Onlangs las ik in een artikel zinnige dingen die Björk had gezegd. ‘We leven in 2018 en de vrouw heeft een andere plaats veroverd dan pakweg 50 jaar gleden. Nochtans wordt in de muziek nog teveel verwacht dat de vrouw smacht en onderdanig is…’ Ik kon me hier helemaal in terugvinden.
De eerste zin kwam er nadat de glazen theepot van Alex van de tafel viel en in scherven uit elkaar barstte. Visueel zagen we wat dit kon betekenen in een lied en we waren blij met dit accidentje. ‘Sometimes it feels like it’s meant to be broken’ was geboren. De liefde in het lied is voelbaar en toch komt daar opeens het besef dat twee mensen niet kunnen samenblijven. Beiden voelen dat dit de laatste momenten zijn van hun relatie. Ik zag dit echt visueel en verwoordde het als ‘Sometimes it seems we’re at the wrong station’.
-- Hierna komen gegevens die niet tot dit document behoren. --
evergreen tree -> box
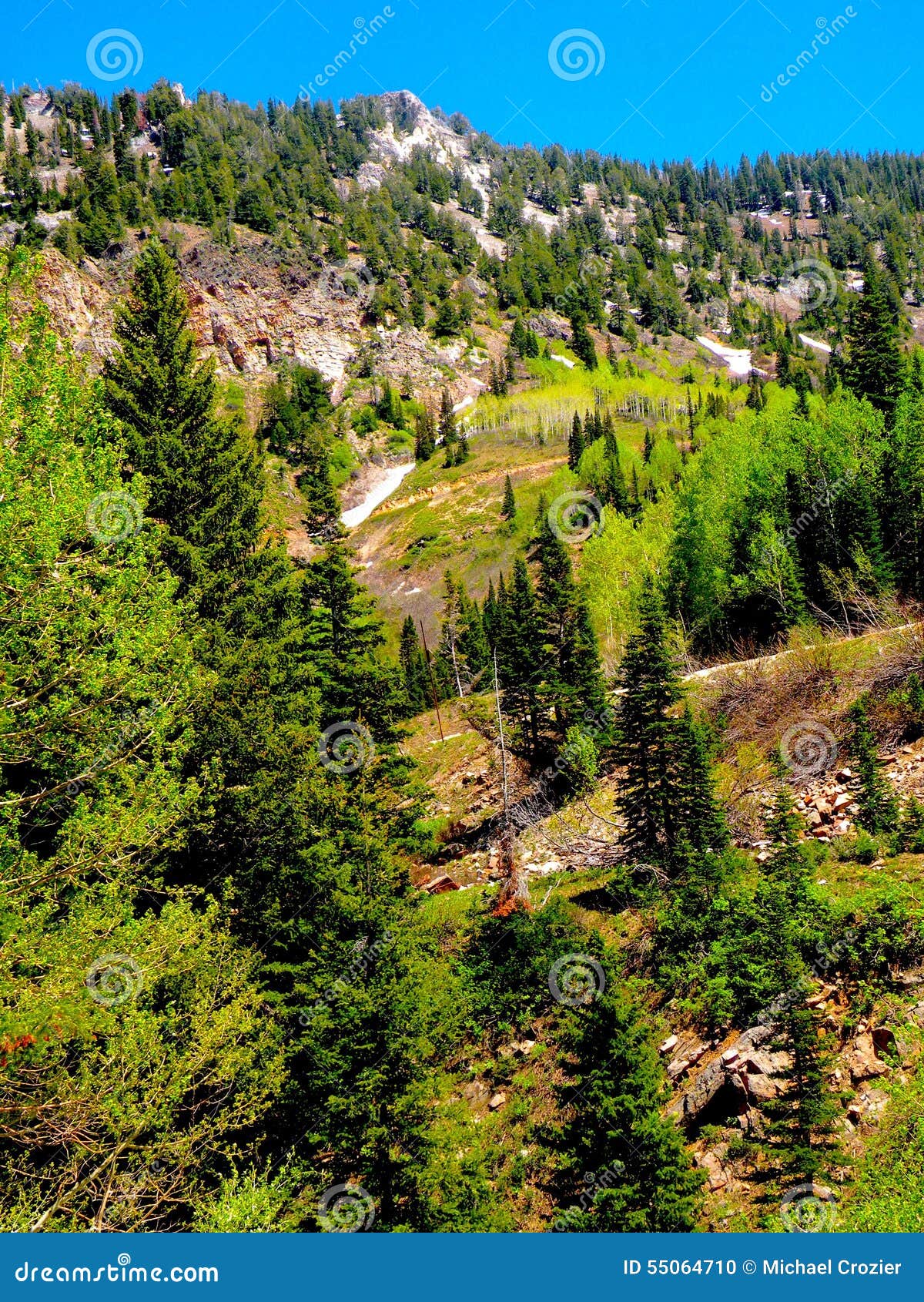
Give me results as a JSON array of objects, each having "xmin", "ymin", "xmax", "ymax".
[
  {"xmin": 567, "ymin": 411, "xmax": 584, "ymax": 470},
  {"xmin": 614, "ymin": 587, "xmax": 685, "ymax": 863},
  {"xmin": 571, "ymin": 317, "xmax": 598, "ymax": 371},
  {"xmin": 849, "ymin": 698, "xmax": 898, "ymax": 832},
  {"xmin": 561, "ymin": 985, "xmax": 703, "ymax": 1233},
  {"xmin": 843, "ymin": 250, "xmax": 905, "ymax": 415},
  {"xmin": 534, "ymin": 510, "xmax": 607, "ymax": 734},
  {"xmin": 500, "ymin": 556, "xmax": 545, "ymax": 755},
  {"xmin": 501, "ymin": 475, "xmax": 517, "ymax": 522},
  {"xmin": 439, "ymin": 389, "xmax": 458, "ymax": 447}
]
De liefde blijft en in daarom is dit nummer niet negatief. De spanningsboog tussen het weten en het moment dat het zal uitgesproken worden, daar gaat het om in deze tekst. De spanning van een scharnierpunt in je leven.
De eerste zin groeide uit tot een sfeervol nummer met een melancholische kant en een sterk verhaal. Het lied beschrijft hoe je schoonheid kan zien in vergankelijkheid. Uiteindelijk is de boodschap geworden dat mensen door tegenslag en nare ervaringen kunnen groeien. We hebben dat ook verwerkt in de clip.
Ik ben heel blij met het lied omdat het ‘echt’ is en niet gemaakt speciaal voor het Songfestival. Wat ik bij sommige liederen wel vermoed dat het zo is gegaan. Ik hoop dat dit jaar een ‘echt’ liedje wint en dat het geen freakshow wordt, want daar heb ik schrik voor. Als zo’n lied kan winnen, heb ik mijn vertrouwen helemaal teruggevonden in het Songfestival. De laatste jaren merk ik toch dat er terug meer aandacht gaat naar de kwaliteit van het lied en het zingen daarvan in plaats van de glamour en de showelementen binnen de acts.

Vertel eens wat meer over de opname van de officiële clip?
De afspraak met de omroep was dat ik mijn ideeën mocht voorleggen. Ik wilde heel graag de opnames doen in het Palace Residence, een schitterend art-decogebouw uit 1920, in het hart van de Europese wijk in Brussel. Het zorgde voor een uniek decor van vergane glorie en heeft een authentieke charme. De meeste aanvragen van filmploegen worden geweigerd omdat het een beschermd monument is. We hebben hen echt moeten overreden. Dat het voor het Eurovisiesongfestival was en dat het geleid werd door een professionele filmmaatschappij (Caviar). Toen we een ja kregen was het voor mij een droom die uitkwam. Het lege zwembad waar ik  in lag, geeft een sereen beeld. Ik wilde absoluut niet sexy overkomen, het zou niet juist zijn met wat ik zing.
Maar het bloed dat naar mijn hoofd vloeide terwijl ik zong, kwam overeen met de tekst van het lied.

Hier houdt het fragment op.